I read an interesting comment on a New York Times article about 'greatness' in modern poetry on Edward Byrne's blog and it got me thinking about greatness in general.

The basic thesis of the original article by David Orr is that poets today are living in the shadow of the greatness of a bygone era. It questions what exactly greatness is and who can achieve it.

I really interested in our quest for greatness, and our quest for discovering greatness. There seems to be a hunger to know what is really, truly great - to define it, pin it up and glory in it.

But what is great? Is it something which speaks into our time, or something which challenges the status quo, perhaps it requires invention and originality, is it whatever the majority deems to be great? Or perhaps what the powerful minority deems to be great - a means of exclusion?

Whatever greatness is, we all want to know it, to be in on the big greatness secret. If Robert Lowell is declared to be the greatest poet of his generation, we want to read his work, and see for ourselves just how great he is. We want to be on the inside of the claim.

Or, we want to know what makes a great coffee, and we will pursue it until we achieve it. We will study the art of coffee making and desire to know greatness in coffee.

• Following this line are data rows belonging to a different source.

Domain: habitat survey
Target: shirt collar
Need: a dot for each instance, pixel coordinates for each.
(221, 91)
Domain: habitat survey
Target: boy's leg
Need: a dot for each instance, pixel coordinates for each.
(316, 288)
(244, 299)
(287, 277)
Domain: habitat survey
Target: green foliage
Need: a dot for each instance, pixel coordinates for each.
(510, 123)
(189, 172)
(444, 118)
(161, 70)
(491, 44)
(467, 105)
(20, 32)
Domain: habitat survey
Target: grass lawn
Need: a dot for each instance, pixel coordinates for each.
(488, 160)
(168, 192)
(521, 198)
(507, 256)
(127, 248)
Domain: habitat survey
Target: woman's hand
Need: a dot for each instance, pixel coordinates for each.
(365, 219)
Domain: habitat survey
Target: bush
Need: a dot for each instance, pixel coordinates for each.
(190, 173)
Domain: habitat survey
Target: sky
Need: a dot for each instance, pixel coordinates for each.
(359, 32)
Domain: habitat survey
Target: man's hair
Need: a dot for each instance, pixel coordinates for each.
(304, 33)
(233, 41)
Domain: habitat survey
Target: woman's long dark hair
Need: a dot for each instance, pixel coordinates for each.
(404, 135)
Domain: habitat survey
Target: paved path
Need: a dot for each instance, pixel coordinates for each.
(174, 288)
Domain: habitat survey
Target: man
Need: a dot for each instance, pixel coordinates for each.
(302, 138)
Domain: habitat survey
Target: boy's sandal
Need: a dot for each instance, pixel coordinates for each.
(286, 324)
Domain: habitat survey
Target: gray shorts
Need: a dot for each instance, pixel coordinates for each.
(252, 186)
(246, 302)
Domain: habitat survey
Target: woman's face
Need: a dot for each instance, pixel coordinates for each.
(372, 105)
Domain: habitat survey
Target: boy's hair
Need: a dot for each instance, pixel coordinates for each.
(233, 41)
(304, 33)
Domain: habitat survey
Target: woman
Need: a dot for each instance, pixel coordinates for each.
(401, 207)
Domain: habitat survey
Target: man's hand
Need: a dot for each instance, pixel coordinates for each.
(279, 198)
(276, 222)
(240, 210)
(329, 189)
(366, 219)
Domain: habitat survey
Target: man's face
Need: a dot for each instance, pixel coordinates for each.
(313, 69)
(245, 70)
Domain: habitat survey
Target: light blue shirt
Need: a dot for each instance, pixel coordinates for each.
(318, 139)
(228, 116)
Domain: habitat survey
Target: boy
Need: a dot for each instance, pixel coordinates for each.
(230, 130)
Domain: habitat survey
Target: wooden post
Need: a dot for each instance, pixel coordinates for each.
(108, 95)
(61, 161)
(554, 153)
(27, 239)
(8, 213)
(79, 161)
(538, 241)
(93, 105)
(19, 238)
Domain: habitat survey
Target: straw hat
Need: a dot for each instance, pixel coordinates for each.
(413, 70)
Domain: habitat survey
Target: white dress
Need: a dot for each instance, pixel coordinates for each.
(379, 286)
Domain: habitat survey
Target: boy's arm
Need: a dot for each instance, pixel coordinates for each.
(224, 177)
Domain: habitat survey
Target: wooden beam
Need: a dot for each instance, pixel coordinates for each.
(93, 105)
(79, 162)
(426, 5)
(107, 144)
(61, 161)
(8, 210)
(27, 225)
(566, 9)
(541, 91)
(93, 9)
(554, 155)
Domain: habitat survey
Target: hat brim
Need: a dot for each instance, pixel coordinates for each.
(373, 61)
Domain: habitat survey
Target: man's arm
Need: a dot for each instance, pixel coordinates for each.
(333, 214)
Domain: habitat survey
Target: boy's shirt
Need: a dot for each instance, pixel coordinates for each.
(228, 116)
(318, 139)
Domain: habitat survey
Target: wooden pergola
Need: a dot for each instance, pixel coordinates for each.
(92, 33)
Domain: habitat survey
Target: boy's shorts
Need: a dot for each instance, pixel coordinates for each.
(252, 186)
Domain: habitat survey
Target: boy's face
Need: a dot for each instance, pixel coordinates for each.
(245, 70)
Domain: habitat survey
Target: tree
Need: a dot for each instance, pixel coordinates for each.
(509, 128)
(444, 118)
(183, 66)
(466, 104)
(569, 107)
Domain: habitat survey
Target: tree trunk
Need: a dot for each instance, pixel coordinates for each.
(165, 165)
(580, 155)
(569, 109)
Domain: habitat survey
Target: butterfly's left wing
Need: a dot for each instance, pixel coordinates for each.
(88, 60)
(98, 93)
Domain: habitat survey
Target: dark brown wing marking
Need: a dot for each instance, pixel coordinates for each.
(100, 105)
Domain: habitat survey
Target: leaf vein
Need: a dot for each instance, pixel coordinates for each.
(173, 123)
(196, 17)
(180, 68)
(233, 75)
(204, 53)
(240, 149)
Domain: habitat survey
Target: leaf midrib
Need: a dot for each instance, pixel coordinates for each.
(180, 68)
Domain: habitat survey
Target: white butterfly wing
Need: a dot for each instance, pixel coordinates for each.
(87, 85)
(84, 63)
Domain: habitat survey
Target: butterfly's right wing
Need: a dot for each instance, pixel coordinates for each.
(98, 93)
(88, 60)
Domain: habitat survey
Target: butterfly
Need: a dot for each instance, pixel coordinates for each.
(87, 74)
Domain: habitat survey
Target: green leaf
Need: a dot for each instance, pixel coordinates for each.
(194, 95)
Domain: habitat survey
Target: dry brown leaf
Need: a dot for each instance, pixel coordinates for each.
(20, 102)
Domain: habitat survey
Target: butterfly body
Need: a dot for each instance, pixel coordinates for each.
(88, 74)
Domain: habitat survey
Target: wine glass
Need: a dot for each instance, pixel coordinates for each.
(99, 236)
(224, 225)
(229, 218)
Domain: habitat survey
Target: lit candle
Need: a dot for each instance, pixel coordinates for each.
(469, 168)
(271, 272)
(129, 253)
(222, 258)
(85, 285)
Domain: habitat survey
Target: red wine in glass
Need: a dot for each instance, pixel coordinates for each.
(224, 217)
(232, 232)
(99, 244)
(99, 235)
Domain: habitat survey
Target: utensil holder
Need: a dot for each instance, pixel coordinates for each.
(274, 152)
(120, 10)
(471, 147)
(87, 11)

Likewise, design bloggers will pursue greatness is design, and desire to be the first to uncover it on their blogs.

Why do we have this obsession with uncovering, revelling in and being part of greatness?


photo: hyperakt prints: Deroy Peraza


3 comments:

onlinesoph said...

It's an interesting concept, isn't it? We all strive for greatness, in some way. For me, it's not enough to be an average writer, or bake a so-so loaf of banana bread. I want to be a great writer, and bake the best banana bread.

I think, as a Christian, sometimes I too quickly downplay mankind's quest for greatness as arrogant and sinful. And there is an element of truth in that. Part of our quest for greatness is a desire to see our name glorified.

But we mustn't forget that greatness, and our desire to achieve the best, is not a bad thing in itself. Our God is great, and he delights in giving us His very best, whether it's the beauty of creation or the fullness of his blessings. Our desire for greatness is perhaps a reflection that we are made in the image of God.

What do you think?

sophg said...

Hi Soph, I had certainly pondered the truth of wanting to see our name glorified.

I also actually think we're looking for gods on earth. In a romans 1 kind of way - looking for something/someone to worship.

On the idea of wanting to do the best you can - I've been thinking for a while now about ambition, and whether it's a good thing. I'm still not sure.

I think we need to watch ourselves. I know I tend to be a bit of an over-achiever in some areas, and won't be happy unless I do well - and that's a lot to do with where I get my self-esteem from.

For me, I need to be ok with average. While I agree with your line about god delighting in giving us his very best - i think this can easily be distorted and become "I deserve the best - why hasn't god given it to me?" in all sorts of areas - career etc.

Hmm still pondering it all. Thanks for your thoughts :)

onlinesoph said...

yes, definitely. We can distort greatness to become an idol. And think we have a right to success.

Maybe the answer is also understanding God's concept of greatness - ie. that the first shall be last, and the last shall be first.

And understanding that while we strive to do things well, the ability to do things comes from God, not us.